Friday, March 6, 2015

ALBUM REVIEW: Carach Angren - This Is No Fairytale


On February 23 of this year, Carach Angren came out with another Symphonic Black Metal masterpiece.

I wrote the song reviews as I listened to the music, so take into consideration that you are basically reading a live review up till the very end.

Band:  Carach Angren
Genre:  Symphonic Black Metal
Language:  Strong
Caution:  Disturbing Themes

Opening up with a small into titled "Once Upon A Time..." that slowly builds in intensity and sounds like the into to a dark telling of Little Red Riding Hood or something like that.  However, that is not the direction that this music decides to take.


If anybody is interested, the lyrics are here if you want to read along while you listen.  Simply click the song title and it will drop the lyrics down.

We then hit the second track titled "There's No Place Like Home".  With the title of the album, I originally anticipated an album that followed the thought path of some of The Grimm Brother's fairy tales.  I was very mistaken, considering this song is very much about domestic abuse.  It's actually a really dark story the lyrics paint and it borderline makes me uncomfortable with how graphically it describes everything.

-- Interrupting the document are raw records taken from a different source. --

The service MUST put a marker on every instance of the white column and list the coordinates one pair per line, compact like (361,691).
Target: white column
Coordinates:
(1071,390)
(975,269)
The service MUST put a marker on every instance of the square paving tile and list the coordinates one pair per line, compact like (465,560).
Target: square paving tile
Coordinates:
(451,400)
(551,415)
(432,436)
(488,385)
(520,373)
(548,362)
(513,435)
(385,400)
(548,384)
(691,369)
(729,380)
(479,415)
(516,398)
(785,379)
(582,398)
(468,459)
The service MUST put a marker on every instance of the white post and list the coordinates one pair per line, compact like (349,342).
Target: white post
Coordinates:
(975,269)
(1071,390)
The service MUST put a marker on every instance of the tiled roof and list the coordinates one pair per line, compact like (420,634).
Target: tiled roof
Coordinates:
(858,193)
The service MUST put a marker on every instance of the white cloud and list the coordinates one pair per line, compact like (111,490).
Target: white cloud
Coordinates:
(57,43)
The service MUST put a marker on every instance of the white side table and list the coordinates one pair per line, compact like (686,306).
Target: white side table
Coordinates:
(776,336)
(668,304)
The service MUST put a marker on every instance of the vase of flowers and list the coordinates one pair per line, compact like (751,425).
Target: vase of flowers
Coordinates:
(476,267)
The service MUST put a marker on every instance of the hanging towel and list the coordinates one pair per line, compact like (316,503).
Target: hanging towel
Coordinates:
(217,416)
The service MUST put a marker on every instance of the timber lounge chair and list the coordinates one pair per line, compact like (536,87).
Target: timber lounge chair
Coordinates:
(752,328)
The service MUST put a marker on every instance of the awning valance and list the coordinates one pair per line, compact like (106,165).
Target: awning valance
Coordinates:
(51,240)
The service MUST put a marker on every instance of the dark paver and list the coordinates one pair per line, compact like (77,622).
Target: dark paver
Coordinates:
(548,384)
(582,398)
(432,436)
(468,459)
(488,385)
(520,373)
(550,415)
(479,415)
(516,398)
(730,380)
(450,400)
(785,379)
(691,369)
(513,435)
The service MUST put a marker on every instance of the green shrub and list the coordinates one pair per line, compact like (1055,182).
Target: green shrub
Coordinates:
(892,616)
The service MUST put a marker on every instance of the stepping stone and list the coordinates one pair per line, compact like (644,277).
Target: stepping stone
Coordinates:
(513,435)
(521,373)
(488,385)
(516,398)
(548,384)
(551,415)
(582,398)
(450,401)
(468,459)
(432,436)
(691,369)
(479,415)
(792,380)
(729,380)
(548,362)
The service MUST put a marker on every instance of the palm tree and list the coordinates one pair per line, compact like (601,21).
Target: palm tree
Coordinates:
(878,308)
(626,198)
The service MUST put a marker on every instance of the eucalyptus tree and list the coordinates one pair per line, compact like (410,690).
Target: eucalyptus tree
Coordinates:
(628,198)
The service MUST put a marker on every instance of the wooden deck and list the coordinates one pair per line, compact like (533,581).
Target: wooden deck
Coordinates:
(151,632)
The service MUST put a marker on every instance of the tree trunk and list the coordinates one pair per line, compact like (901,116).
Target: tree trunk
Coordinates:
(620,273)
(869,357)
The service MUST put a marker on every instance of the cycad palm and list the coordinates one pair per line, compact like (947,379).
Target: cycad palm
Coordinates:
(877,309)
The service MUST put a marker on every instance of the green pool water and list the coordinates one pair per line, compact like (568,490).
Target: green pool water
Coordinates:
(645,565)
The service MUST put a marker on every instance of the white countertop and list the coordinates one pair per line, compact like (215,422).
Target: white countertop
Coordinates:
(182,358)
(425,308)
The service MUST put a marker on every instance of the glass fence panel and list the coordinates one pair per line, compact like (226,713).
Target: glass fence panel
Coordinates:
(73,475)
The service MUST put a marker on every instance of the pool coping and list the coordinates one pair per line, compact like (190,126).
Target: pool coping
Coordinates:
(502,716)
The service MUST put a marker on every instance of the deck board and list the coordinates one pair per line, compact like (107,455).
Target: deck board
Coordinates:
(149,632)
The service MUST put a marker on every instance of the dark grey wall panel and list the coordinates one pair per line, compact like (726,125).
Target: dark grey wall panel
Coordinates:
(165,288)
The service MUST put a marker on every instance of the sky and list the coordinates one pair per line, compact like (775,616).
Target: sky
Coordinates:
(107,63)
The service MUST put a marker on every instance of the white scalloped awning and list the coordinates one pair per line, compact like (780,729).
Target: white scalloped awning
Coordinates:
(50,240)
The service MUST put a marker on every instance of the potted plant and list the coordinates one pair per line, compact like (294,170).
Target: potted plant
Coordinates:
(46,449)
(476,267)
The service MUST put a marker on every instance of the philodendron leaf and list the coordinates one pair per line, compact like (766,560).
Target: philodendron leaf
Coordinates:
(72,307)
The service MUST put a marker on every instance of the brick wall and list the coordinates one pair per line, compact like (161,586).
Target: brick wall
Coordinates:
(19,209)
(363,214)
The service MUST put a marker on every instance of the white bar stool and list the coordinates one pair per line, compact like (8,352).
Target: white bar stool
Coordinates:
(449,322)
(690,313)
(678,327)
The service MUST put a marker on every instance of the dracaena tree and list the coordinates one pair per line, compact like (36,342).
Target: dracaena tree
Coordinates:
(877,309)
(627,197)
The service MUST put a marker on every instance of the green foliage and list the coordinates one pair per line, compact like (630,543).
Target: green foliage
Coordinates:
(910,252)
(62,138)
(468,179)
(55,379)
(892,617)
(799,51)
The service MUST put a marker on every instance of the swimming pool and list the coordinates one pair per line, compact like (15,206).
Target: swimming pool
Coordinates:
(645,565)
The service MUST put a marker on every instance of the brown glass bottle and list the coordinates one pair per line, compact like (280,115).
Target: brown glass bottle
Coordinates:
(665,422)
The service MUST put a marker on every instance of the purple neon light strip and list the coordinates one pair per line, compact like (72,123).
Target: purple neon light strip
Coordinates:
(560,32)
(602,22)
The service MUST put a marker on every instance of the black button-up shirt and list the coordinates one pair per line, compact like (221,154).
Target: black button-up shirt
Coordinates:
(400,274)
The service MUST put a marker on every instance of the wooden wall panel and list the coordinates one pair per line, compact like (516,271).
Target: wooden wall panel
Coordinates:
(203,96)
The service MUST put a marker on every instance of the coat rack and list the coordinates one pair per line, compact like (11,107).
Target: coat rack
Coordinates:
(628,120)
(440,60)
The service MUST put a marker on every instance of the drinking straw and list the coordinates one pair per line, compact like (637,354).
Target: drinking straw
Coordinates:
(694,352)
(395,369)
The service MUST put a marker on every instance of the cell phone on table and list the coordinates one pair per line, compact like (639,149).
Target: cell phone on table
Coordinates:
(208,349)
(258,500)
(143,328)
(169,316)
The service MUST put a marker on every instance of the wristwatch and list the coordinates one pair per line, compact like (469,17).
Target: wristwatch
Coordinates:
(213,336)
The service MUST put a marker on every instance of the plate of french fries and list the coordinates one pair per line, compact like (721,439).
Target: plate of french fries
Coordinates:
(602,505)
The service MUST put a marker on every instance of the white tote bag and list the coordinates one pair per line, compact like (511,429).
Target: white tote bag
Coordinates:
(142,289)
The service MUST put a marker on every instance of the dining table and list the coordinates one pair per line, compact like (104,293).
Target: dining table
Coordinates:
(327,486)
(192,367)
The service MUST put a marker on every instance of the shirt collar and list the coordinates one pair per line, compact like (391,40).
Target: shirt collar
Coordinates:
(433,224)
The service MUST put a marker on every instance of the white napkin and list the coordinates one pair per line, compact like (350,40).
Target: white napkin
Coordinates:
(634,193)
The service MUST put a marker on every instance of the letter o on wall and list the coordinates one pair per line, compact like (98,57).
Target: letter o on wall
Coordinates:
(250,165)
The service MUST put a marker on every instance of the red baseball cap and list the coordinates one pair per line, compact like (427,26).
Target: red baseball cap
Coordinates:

At this point it is clear that this is going to be one of the darker narratives Carach Angren has undertaken as we follow the story of a brother and sister.


The next step taken in this dark journey is "When Crows Tick On Windows".  The children flee from their abusive home, only to be caught again by their father.  After dragging them back home we find that the mother has killed herself rather than live with this life anymore.  It has a rather haunting string piece at the end that turns into an emotion laden lament.

"Two Flies Flew Into A Black Sugar Cobweb" brings back the thought of flight from the nightmare house.  The children run into the woods and get lost in the night.  Fearful, they continue on till dawn when they come across a city and a small playground.  Here they meet a man dressed as a clown, who seems to want to help them at first, though it is then revealed that he only wishes to drug and kidnap them.

"Dreaming Of A Nightmare In Eden" takes a mild step away from the main narrative to tell a very dark take on part of the tale of Hansel and Gretel.  This is likely a dream brought on by the drugs they were given.

"Possessed By A Craft Of Witchery" opens with the children waking up in a basement.  They have been kidnaped by "a deranged psychotic" who hears the voice of a witch in his head.  The only way to keep the witch at bay is to kill children in a ritual manner.  We close on the death of the boy in this story.

"Killed And Served By The Devil" opens at the end of the last song.  The way the killer mutilates the boy is now described from the perspective of the sister, who is restrained in a cage in the same room this is taking place in.  After the dismemberment has finished the girl is forced to bury her brother in the back garden.  After she finishes burying the boy it is time to clean the kill room.  After being told that she will serve as a slave to the killer until the witch calls for her death, it is time to eat.  There is quite a thing at the end, which I will let you hear.

"The Witch Perished In Flames" opens on the girl waking in her cage again.  Following the murder of her brother she contemplates suicide.  However, she realizes that there is naught to be gained through her own death and she makes the commitment to be brave.  Taking her chance at the next meal, she kills the man.  During the scuffle a fire breaks out and she leaves while the monster burns in his home.

"Tragedy Ever After" begins with Gretel waking.  She ran hard into a tree and now is unsure whether she is in the real world or not.  Judging by the strange shadowy being calling to her, it would seem she is in purgatory.  Seeing as it's purgatory it makes sense that the burned corpse of her brother's killer returns.  Or wait, is it?  As the song says while the abusive father is shown leaving the room, "The real nightmare continues in reality."

**Going for longest post yet record**

So let's talk for a second.  This is a musically solid album.  Everything that they do plays to the mood of the setting they are trying to describe.  Swelling and falling, the entire album just works.

I will give this a solid 8/10, a definite score for Carach Angren to add to their discography.

I listened to this album all the way through on Wednesday and I'm not sure how obvious it is to you guys, but I definitely felt like I was falling into a dark mood while listening to this.  Something about music that has an orchestra in it just tugs at my emotions, and if you read through the lyrics while you listen the whole experience is heightened in a way.  I don't mean to sound all emo, it's just what happens.

Still though, I would call this a really good album and worth a listen. If you're not a fan of Metal, check out the first and last track since they're instrumental anyway.  It's orchestral with a gritty guitar undertone, so it's obviously good.